Il CoV ZC45 e i dubbi sulle origini del Covid

Il problema è che nel dicembre 2019, proprio a Wuhan, appare un nuovo coronavirus: la Sars-Cov-2. Il virus misterioso si rivelerà essere molto più diabolico della già perfida Sars. Shi si mette subito all’opera e, dopo aver ottenuto il genoma dell’ultimo arrivato, fa un confronto con quello degli altri virus presenti nel suo mastodontico archivio di coronavirus.

Bingo: il team della signora dei pipistrelli scopre che il 96,2% del genoma di Sars-Cov2 si sovrappone al genoma del Cov ZC45. Cioè l’agente patogeno usato negli ultimi anni per dare una risposta alla Sars. È a quel punto che a Bat Woman si gela il sangue nelle vene.

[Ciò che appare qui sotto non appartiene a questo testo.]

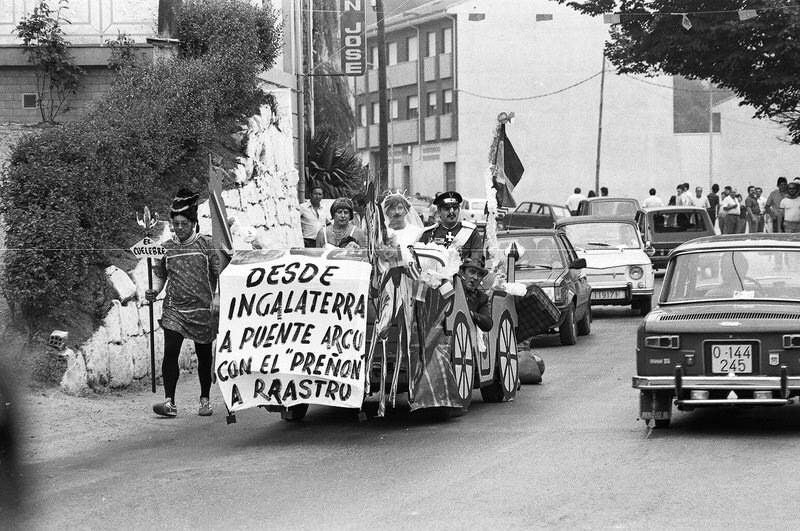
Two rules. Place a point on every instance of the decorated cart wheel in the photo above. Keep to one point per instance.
(507, 357)
(462, 356)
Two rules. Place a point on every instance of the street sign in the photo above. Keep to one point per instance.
(147, 248)
(354, 38)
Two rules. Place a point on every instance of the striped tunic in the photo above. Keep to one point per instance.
(191, 270)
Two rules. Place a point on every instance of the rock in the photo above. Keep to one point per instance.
(121, 283)
(74, 380)
(112, 322)
(120, 366)
(531, 367)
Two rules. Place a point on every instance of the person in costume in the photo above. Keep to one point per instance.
(472, 273)
(190, 268)
(342, 232)
(450, 230)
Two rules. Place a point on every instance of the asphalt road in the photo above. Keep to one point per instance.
(569, 453)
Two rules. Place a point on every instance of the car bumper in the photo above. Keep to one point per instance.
(781, 387)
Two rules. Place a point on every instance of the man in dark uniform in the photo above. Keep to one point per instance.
(472, 272)
(451, 230)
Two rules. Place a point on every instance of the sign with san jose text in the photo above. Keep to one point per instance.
(353, 37)
(292, 330)
(147, 247)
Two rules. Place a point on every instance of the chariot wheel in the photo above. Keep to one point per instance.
(462, 357)
(507, 357)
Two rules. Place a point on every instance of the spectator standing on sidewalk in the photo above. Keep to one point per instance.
(789, 211)
(574, 200)
(774, 204)
(190, 270)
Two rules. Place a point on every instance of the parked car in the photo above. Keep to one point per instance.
(725, 332)
(548, 260)
(608, 206)
(665, 228)
(617, 266)
(530, 215)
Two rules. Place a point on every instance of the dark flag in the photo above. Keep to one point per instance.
(508, 170)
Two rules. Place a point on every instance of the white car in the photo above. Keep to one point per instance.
(618, 267)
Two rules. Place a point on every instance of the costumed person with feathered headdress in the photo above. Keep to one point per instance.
(342, 232)
(190, 268)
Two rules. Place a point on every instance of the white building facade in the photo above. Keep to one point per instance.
(542, 61)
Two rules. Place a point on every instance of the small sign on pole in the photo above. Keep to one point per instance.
(353, 37)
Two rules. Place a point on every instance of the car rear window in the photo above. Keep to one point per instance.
(678, 222)
(537, 252)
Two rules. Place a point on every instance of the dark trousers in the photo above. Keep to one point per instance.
(169, 367)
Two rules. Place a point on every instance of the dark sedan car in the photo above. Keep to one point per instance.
(727, 328)
(548, 260)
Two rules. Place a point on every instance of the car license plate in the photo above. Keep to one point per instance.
(732, 358)
(608, 294)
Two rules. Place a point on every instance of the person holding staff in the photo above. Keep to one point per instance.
(190, 268)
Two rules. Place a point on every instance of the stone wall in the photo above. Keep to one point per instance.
(262, 211)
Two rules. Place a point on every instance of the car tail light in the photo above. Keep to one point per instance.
(672, 342)
(791, 341)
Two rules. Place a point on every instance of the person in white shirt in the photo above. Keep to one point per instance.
(789, 211)
(313, 217)
(574, 200)
(652, 200)
(728, 211)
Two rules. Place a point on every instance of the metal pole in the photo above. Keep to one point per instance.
(710, 137)
(600, 127)
(383, 107)
(152, 338)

Se davvero le cause delle polmoniti anomale comparse a Wuhan erano i coronavirus, questi “potevano forse essere arrivati dal nostro laboratorio?”. A un’idea del genere, la signora dei pipistrelli ha dichiarato di non aver “chiuso occhio per giorni”.

La comunità scientifica smentisce con veemenza l’ipotesi del laboratorio: ”Il virus è di origine naturale”. In ogni caso i dubbi restano, anche perché non tutti gli scienziati sono d’accordo con la versione ufficiale. Come se non bastasse, nell’articolo scritto 12 anni fa da Shi, si legge che nel laboratorio di Wuhan si maneggiavano pressoché quotidianamente virus simili alla Sars. E che tra questi vi era anche il CoV ZC45, un agente patogeno quasi identico alla Sars-CoV-2.